De Amerikaanse autoriteiten is dit verband om een gedetailleerde uitsplitsing van de visumweigeringspercentages van de betrokken lidstaten gevraagd, zodat deze hun voorlichtingscampagnes beter kunnen afstemmen.

Uitvoering van de overeenkomst inzake de preventie en bestrijding van ernstige misdrijven (Preventing and Combating Serious Crime Agreement )

De specifieke verbeteringen die het Amerikaanse ministerie van Binnenlandse Veiligheid in 2017 heeft ingevoerd, verplichten een land dat de overeenkomst inzake de preventie en bestrijding van ernstige misdrijven heeft ondertekend, deze volledig ten uitvoer te leggen, wil het voor het visumvrijstellingsprogramma in aanmerking kunnen komen. Alle betrokken lidstaten hebben vorderingen gemaakt met de vervulling van deze voorwaarde.
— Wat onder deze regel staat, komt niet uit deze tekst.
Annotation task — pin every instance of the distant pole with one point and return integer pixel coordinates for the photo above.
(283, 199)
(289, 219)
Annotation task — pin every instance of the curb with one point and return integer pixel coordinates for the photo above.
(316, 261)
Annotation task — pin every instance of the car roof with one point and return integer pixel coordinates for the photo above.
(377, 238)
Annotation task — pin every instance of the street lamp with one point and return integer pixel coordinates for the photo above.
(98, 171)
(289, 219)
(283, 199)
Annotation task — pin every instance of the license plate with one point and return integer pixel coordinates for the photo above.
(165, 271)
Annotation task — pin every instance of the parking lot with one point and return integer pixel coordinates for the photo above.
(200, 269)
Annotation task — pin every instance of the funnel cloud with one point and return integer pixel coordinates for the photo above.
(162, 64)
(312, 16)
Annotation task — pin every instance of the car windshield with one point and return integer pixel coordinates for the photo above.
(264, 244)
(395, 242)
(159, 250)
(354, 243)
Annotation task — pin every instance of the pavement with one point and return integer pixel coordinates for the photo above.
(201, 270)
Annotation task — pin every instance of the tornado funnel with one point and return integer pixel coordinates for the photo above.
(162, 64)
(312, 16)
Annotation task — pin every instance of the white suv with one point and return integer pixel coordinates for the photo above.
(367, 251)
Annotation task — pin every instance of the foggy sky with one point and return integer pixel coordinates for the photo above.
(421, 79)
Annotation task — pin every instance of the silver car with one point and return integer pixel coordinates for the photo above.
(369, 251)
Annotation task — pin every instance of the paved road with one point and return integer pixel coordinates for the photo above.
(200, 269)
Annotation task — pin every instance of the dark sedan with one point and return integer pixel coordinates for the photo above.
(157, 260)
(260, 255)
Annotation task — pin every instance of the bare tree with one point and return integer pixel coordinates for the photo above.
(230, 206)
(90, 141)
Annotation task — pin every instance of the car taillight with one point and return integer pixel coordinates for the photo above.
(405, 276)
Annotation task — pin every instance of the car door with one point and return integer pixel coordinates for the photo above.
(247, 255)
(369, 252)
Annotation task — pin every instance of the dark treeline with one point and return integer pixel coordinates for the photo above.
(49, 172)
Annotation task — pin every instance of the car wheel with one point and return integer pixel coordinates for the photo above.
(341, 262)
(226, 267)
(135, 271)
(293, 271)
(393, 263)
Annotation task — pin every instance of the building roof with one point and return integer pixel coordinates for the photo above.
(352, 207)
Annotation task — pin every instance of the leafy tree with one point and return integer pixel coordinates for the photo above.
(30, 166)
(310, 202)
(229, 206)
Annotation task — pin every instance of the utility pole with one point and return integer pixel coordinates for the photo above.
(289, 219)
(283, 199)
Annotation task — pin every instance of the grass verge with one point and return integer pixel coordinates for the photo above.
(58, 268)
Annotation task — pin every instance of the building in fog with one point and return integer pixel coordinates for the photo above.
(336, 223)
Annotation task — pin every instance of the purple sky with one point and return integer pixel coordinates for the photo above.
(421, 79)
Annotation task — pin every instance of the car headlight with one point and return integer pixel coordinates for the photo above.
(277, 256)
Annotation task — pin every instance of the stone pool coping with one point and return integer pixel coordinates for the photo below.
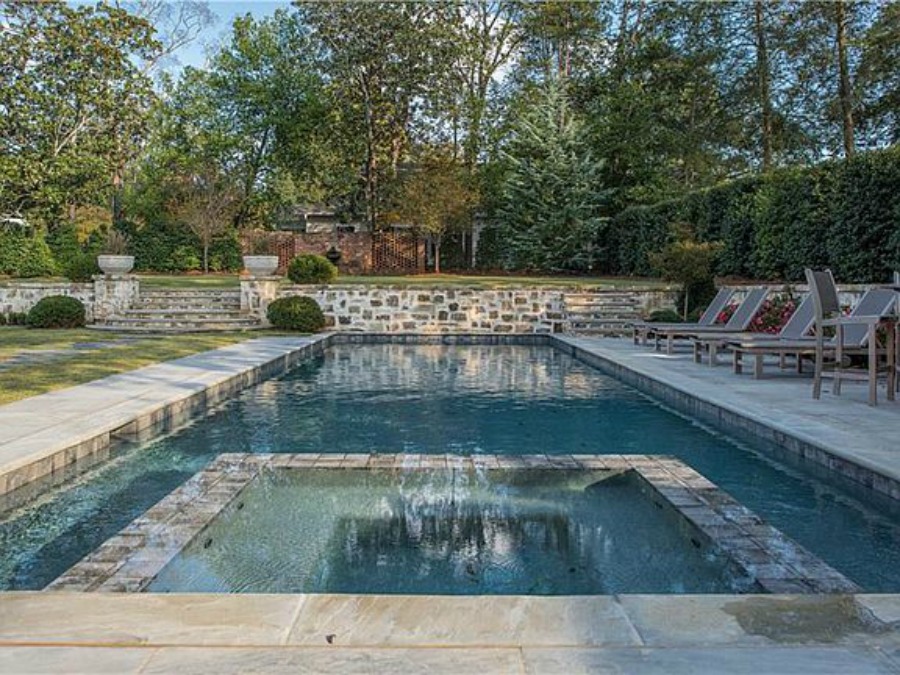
(50, 437)
(130, 560)
(841, 433)
(677, 635)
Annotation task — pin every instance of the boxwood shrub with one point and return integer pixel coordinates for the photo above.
(56, 311)
(311, 269)
(296, 313)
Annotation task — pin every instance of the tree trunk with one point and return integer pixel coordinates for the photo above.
(845, 89)
(763, 81)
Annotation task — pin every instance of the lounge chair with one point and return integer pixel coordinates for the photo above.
(738, 322)
(854, 334)
(796, 328)
(644, 329)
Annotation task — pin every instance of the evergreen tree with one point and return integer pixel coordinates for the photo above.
(550, 211)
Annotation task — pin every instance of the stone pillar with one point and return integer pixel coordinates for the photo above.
(257, 293)
(113, 293)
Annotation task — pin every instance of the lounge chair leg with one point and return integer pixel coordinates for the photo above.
(873, 367)
(817, 375)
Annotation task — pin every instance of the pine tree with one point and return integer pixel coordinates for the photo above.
(549, 216)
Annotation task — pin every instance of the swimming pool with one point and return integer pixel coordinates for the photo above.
(465, 399)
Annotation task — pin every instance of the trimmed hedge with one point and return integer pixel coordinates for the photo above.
(842, 214)
(24, 254)
(311, 269)
(296, 313)
(57, 311)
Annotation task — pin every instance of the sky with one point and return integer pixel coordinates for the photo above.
(225, 11)
(194, 54)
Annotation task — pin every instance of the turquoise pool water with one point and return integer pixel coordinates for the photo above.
(463, 399)
(448, 533)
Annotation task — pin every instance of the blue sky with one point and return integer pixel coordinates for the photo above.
(225, 11)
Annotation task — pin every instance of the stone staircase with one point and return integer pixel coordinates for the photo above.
(607, 313)
(181, 311)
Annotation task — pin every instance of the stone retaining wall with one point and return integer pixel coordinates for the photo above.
(445, 310)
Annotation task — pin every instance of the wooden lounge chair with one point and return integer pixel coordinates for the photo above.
(796, 328)
(738, 322)
(644, 329)
(854, 334)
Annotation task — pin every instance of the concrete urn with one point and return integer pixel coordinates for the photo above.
(261, 265)
(115, 264)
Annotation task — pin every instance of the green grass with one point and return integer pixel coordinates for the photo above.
(22, 381)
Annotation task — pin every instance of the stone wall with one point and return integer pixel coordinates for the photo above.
(21, 296)
(443, 310)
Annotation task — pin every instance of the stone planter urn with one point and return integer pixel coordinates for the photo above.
(115, 264)
(261, 265)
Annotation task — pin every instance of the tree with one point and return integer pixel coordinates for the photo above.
(438, 196)
(74, 103)
(206, 204)
(381, 60)
(686, 261)
(550, 212)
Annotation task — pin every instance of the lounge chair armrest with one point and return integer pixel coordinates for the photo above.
(846, 320)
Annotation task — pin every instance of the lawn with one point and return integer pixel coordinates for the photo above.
(191, 281)
(49, 372)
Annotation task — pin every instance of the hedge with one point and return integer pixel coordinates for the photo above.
(841, 214)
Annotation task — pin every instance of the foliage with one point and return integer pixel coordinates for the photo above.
(74, 101)
(438, 197)
(550, 211)
(841, 215)
(296, 313)
(311, 269)
(56, 311)
(774, 313)
(686, 261)
(25, 254)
Bulgarije, Kroatië, Cyprus en Roemenië hebben een dergelijke overeenkomst met de Verenigde Staten ondertekend en geratificeerd en hebben zich ingezet voor de volledige uitvoering ervan teneinde te voldoen aan de voorwaarden die de Verenigde Staten aan het visumvrijstellingsprogramma hebben verbonden.

Tijdens de tripartiete vergadering in mei 2018 (zie deel II.2 hieronder) heeft Polen meegedeeld opnieuw met de Verenigde Staten te willen gaan onderhandelen over de ondertekening van de overeenkomst inzake de preventie en bestrijding van ernstige misdrijven. Polen heeft deze overeenkomst weliswaar in 2013 al geparafeerd, maar nog steeds niet ondertekend. Tijdens de tripartiete vergadering in oktober werd vooral gesproken over de wijze waarop sneller tot ondertekening en sluiting van de overeenkomst inzake de preventie en bestrijding van ernstige misdrijven tussen de Verenigde Staten en Polen kon worden gekomen. Afgesproken werd om ernaar te streven de geparafeerde overeenkomst uiterlijk eind 2018 te herzien. De Commissie pleit ervoor snel over te gaan tot sluiting en uitvoering van de overeenkomst. Dit immers een voorwaarde van de Verenigde Staten om voor het programma in aanmerking te komen.

Uitvoering van de overeenkomst betreffende presidentiële richtlijn 6 inzake binnenlandse veiligheid/het centrum voor terrorismescreening (Homeland Security Presidential Directive 6 / Terrorist Screening Center Agreement) 10  

Net als bij de hiervoor genoemde overeenkomst is het als gevolg van de wijzigingen die het ministerie van Binnenlandse Veiligheid in december 2017 in het visumvrijstellingsprogramma heeft aangebracht, verplicht om de overeenkomst betreffende de presidentiële richtlijn 6 inzake binnenlandse veiligheid / het centrum voor terrorismescreening na ondertekening volledig uit te voeren. Alle betrokken lidstaten hebben deze overeenkomst ondertekend en geratificeerd. Om van volledige uitvoering te kunnen spreken, eisen de Verenigde Staten echter dat er vaker wordt gerapporteerd en systematisch gebruik wordt gemaakt van door de Verenigde Staten verstrekte informatie. Alle betrokken lidstaten hebben voortgang geboekt bij de vervulling van deze voorwaarde. Zo wordt er voortaan operationele informatie uitgewisseld tussen hun nationale autoriteiten en het Amerikaanse centrum voor terrorismescreening.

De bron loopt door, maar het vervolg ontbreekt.